At Sauk Prairie High School, I've had the privilege of working with teams of educators and school leaders doing some of the best school improvement work in Wisconsin over the last four years. After adopting the SAIL framework, our district has seen consistent growth in student learning metrics as reported by the DPI's school report card. I was inspired to join the SPHS School Improvement Team because I saw that the SAIL process works by bringing coherence and alignment from the Superintendent's office to the classroom, and that kids benefit.
Some numbers to quantify our progress:
In the 21-22 SPHS was ranked 311th for the overall report card score; now we are 91st.
We were 206th in overall growth; now we are 49th
We were 176th in ELA Growth; now we are 39th
We were 319th in Math Growth; now we are 70th.
Growth Percentile, as you probably know, measures the amount of progress students are making each year. It's the school report card metric we have been most focused on recently at SPHS. Slides courtesy of Principal Chad Harnisch.
Working with the School Improvement Team has shaped my understanding of how multidisciplinary teams identify and commit to the most vital goals and strive to chase those goals with coherence and distributed leadership over a series of 100-day improvement cycles. At SPHS, we have used this process to tackle standards-based grading, disciplinary literacy, Universal Design for Learning, 1:1 conferencing, instructional rounds, and student voice initiatives. These efforts have dramatically improved student outcomes over the last five years by formalizing and systematizing a process of collaboration and data sharing.
Example: teachers engaged in visible sharing of pre-and-post assessment vocabulary data. This represented a major shift in our culture of professional inquiry and accountability.
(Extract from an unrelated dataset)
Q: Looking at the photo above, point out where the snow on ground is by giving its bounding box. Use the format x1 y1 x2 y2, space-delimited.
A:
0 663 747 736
I am excited to continue doing this work as long as I'm at SPHS, and grateful for the experience that I can bring with me to future roles. When paired with thoughtfully-aligned professional development and strong PLCs, the SAIL improvement framework represents an authentic manifestation of the educational vision we've been trying to create since John Hattie first popularized the idea of collective teacher efficacy.